Keywords

Text classification is a basic task in the field of natural language processing. It is a process of extracting the key elements of sentences, judging the authors’ views, intentions and emotions of the sentences. It is the basis of information retrieval, questioning and answering system, emotion analysis and other advanced tasks. It can be said that text classification technology is the basic technology of natural language processing and social network analyzing, which will be beneficial to information discovery, public opinion analysis in the web space.

Text classification is the earliest application of machine learning algorithm, and has achieved good results. In addition to the traditional methods based on statistical analysis such as Naive Bayes, Supporting Vector Machine and so on, neural networks and deep learning algorithms have also been widely used in the field of text analysis in recent years. Therefore, a comprehensive study and review of machine learning algorithms in the field of text classification is very valuable for academic research and engineering development.

1 Introduction

Machine learning mainly studies how to learn unknown rules from given data, that is, to find some objective rules from observed data (samples), and use the learned rules (models) to analyze and predict irregular data or unknown events. The following figure illustrates the application principle of machine learning algorithm in text classification (Fig. 1).

Fig. 1.
figure 1

Principle of text classification

As is shown in the above figure, the input is “x”, and the output is “y”. Through the model’s processing, we got expected results from the irregular data. The “model” is previously trained by the “data (x, y)”. That is the basic procedure of processing text content by machine learning algorithms.

At present, the main machine learning method is to conduct statistical analysis on the existing marked data, by which we can find laws and obtain models. Using these trained models, we can make prediction and analysis on unknown data to obtain classification results. Text classification algorithm based on machine learning is usually divided into four steps:

  1. 1)

    Features extracting and document modeling. Feature extracting is a very important task in machine learning. The traditional feature extraction method is usually manual extraction, the manual feature engineering is time-consuming, and the feature dimension is too large and the efficiency is low. In order to solve these problems, features extracted by traditional methods are usually dimensionality reduced, and a subset of features that can best represent text information and achieve the best classification effect are selected among all features.

  2. 2)

    Training the model. The machine learning model is trained by training data sets, and the labeling quality of training data sets has a great influence on the actual classification effect. Compared with the traditional machine learning algorithm based on statistics, deep learning has excellent feature learning ability, and the features acquired by learning have more essential characterization ability on data, which is conducive to visualization and classification.

  3. 3)

    Classifying the test text. Input the text data to be classified to the model, the classifier will judge the text data according to the learned rules, and give the classification result.

  4. 4)

    Evaluating the classification effect. After the completion of text classification, it is necessary to verify the quality of the classifier with some quantitative indicators, such as accuracy, recall rate and F measurement. The accuracy rate refers to the proportion of samples with positive classification results that are truly positive; the recall rate refers to how many samples of all positive classes can be correctly classified by the classifier; the measurement value of F is the geometric average of the accuracy rate and recall rate.
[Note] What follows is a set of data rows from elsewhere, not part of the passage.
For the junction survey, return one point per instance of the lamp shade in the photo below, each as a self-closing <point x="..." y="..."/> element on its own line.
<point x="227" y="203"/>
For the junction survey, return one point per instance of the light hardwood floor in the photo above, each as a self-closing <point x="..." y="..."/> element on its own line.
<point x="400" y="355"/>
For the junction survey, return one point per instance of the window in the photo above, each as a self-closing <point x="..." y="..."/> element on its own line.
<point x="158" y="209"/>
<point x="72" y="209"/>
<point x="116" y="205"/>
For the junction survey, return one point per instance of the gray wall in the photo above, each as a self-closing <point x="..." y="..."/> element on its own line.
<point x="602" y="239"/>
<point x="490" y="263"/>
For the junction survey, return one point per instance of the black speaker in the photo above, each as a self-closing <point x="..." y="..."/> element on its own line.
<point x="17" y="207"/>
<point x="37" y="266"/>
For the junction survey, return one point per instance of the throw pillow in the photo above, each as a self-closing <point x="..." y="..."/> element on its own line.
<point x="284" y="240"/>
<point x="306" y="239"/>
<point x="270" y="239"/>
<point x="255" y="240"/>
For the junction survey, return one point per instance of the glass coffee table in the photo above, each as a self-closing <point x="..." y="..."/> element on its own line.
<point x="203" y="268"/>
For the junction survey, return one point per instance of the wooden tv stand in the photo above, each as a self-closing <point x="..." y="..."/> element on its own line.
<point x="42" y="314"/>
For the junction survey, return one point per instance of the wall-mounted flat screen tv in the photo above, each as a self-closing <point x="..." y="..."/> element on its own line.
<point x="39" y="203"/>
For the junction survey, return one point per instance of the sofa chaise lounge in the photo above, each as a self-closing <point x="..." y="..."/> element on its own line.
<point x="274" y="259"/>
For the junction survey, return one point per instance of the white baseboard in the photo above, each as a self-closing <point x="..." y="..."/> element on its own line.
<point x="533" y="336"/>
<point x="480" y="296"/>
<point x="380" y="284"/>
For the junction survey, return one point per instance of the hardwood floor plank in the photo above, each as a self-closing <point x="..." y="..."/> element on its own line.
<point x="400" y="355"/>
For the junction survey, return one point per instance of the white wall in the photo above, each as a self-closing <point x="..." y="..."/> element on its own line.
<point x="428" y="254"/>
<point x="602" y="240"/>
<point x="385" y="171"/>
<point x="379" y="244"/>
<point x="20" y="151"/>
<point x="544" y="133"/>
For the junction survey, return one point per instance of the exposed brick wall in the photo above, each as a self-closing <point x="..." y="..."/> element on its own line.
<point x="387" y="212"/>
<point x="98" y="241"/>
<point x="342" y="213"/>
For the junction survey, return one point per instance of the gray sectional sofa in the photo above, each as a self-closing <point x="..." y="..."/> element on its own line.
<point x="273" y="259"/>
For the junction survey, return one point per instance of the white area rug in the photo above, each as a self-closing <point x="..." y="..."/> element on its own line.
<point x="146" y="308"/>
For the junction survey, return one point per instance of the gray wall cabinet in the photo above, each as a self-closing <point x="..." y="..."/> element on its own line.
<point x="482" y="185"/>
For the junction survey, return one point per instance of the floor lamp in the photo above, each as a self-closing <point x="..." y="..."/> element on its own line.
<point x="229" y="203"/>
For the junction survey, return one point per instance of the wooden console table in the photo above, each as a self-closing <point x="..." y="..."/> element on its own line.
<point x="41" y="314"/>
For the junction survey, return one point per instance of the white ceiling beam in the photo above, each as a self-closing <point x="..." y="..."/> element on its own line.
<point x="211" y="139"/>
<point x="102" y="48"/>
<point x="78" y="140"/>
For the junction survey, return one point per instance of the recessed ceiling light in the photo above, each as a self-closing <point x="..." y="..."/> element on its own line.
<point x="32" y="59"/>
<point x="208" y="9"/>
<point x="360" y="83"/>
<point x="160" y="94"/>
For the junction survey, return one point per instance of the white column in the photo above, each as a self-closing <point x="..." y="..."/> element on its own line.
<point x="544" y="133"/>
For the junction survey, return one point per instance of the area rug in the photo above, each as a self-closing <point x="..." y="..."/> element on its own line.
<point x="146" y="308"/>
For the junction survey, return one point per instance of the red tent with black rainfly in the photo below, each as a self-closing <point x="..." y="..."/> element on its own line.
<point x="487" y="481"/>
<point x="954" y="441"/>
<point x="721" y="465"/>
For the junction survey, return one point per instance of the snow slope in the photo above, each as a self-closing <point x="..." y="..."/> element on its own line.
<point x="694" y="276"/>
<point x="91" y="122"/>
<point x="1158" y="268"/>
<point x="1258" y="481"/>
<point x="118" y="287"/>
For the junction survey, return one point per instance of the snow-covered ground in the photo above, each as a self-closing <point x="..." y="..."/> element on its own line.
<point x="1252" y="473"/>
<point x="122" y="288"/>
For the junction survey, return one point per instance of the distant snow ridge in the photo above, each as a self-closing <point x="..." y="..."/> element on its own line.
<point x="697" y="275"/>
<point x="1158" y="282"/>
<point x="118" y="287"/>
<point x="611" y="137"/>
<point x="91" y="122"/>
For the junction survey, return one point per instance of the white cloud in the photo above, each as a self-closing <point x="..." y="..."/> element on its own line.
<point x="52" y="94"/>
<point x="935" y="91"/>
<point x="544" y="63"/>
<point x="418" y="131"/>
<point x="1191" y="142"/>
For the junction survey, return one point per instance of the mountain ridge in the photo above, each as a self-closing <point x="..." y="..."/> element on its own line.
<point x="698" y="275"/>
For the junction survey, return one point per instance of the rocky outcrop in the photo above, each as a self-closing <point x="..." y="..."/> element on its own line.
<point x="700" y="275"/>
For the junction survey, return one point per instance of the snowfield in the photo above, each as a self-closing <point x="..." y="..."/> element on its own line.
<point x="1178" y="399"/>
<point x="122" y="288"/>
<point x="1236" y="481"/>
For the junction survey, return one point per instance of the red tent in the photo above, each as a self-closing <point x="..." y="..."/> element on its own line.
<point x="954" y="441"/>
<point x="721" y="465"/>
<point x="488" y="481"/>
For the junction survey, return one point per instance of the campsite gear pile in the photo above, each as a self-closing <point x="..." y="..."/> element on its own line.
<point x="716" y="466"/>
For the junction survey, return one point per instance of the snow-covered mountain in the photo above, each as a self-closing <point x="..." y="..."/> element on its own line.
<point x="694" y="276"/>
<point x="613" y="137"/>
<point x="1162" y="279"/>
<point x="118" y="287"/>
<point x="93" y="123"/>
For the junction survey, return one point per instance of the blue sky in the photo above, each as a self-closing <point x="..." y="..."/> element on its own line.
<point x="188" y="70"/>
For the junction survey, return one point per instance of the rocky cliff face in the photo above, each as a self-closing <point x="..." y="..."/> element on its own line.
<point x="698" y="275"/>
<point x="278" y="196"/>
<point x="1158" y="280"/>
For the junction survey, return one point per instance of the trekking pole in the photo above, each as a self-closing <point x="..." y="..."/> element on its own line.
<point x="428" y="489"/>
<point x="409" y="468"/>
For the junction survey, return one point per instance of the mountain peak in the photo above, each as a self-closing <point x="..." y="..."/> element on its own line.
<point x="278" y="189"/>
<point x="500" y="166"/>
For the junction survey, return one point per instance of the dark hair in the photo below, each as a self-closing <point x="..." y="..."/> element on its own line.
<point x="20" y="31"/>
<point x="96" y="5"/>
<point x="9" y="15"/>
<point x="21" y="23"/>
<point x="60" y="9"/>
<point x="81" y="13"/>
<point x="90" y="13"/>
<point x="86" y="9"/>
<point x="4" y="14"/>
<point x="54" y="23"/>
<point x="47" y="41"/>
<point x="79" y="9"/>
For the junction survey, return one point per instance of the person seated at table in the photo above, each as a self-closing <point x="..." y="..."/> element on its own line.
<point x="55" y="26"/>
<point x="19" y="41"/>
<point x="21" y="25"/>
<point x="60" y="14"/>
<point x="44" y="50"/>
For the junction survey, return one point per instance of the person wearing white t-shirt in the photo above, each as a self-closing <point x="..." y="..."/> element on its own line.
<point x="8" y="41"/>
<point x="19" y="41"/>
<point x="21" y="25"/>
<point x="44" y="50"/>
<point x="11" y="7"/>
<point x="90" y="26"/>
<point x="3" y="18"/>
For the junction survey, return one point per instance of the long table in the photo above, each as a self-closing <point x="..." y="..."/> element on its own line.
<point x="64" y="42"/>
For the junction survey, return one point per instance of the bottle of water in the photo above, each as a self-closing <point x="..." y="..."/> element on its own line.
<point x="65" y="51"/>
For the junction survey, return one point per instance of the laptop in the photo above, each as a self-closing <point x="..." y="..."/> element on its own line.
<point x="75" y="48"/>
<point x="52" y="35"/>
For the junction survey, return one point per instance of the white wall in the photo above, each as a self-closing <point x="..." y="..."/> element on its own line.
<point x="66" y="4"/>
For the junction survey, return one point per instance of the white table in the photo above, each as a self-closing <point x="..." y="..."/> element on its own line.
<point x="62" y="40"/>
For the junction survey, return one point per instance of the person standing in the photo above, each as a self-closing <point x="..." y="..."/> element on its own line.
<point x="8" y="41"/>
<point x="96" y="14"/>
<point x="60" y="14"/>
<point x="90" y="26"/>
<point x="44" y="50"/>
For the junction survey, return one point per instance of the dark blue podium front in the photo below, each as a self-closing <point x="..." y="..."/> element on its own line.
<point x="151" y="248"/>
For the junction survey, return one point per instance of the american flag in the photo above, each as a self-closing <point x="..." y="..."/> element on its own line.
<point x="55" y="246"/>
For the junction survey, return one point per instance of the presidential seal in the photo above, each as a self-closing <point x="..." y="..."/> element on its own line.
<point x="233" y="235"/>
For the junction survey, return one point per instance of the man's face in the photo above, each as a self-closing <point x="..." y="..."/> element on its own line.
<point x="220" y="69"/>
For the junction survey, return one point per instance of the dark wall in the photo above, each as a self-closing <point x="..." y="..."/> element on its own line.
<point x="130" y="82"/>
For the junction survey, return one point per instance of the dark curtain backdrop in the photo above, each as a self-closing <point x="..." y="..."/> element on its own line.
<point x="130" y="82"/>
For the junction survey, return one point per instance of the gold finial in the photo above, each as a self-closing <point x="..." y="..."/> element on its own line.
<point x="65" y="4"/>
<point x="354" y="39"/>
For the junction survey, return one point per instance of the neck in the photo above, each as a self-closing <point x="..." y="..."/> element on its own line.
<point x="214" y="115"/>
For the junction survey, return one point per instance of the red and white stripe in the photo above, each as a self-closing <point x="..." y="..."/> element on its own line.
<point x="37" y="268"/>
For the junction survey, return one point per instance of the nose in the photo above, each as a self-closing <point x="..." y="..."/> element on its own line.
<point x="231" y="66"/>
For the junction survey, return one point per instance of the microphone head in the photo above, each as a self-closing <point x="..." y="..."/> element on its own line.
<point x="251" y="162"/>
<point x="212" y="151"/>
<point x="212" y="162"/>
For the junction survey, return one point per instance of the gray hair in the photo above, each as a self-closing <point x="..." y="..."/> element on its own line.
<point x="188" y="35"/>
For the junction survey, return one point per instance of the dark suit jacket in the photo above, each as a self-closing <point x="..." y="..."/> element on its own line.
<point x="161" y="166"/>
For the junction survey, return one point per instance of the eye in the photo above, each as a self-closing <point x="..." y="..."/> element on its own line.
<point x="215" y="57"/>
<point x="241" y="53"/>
2 Principles of Machine Learning Algorithms

We made a review of the traditional and state-of-the-art machine learning algorithms for text classification including Naive Bayes, Supporting Vector Machine, Decision Tree, K Nearest Neighbor, Random Forest and neural networks, and so on. We introduce the principles of various machine learning algorithms, and discuss the advantages and disadvantages in depth.

2.1 Naive Bayes

Naive Bayes Classifier is a common statistical classification algorithm, which classifies input samples based on Bayes' theorem and the independence of the eigenvector elements.

Its working principle is as follows [1]: First, text vector is generated from the text to be classified, that is, text vector of document x is constructed based on a given dictionary, where n is the number of elements in dictionary set W, and represents the number of occurrences in document d.

$$\mathrm{W}=\left\{{\mathrm{w}}_{1},{\mathrm{w}}_{2},\cdots {,\mathrm{w}}_{\mathrm{n}}\right\}$$
$$\mathrm{X}=\{{\mathrm{x}}_{1},{\mathrm{x}}_{2},\cdots {,\mathrm{x}}_{\mathrm{n}}\}$$

Given the training data, the classification vector indicates that the text can be divided into m classes.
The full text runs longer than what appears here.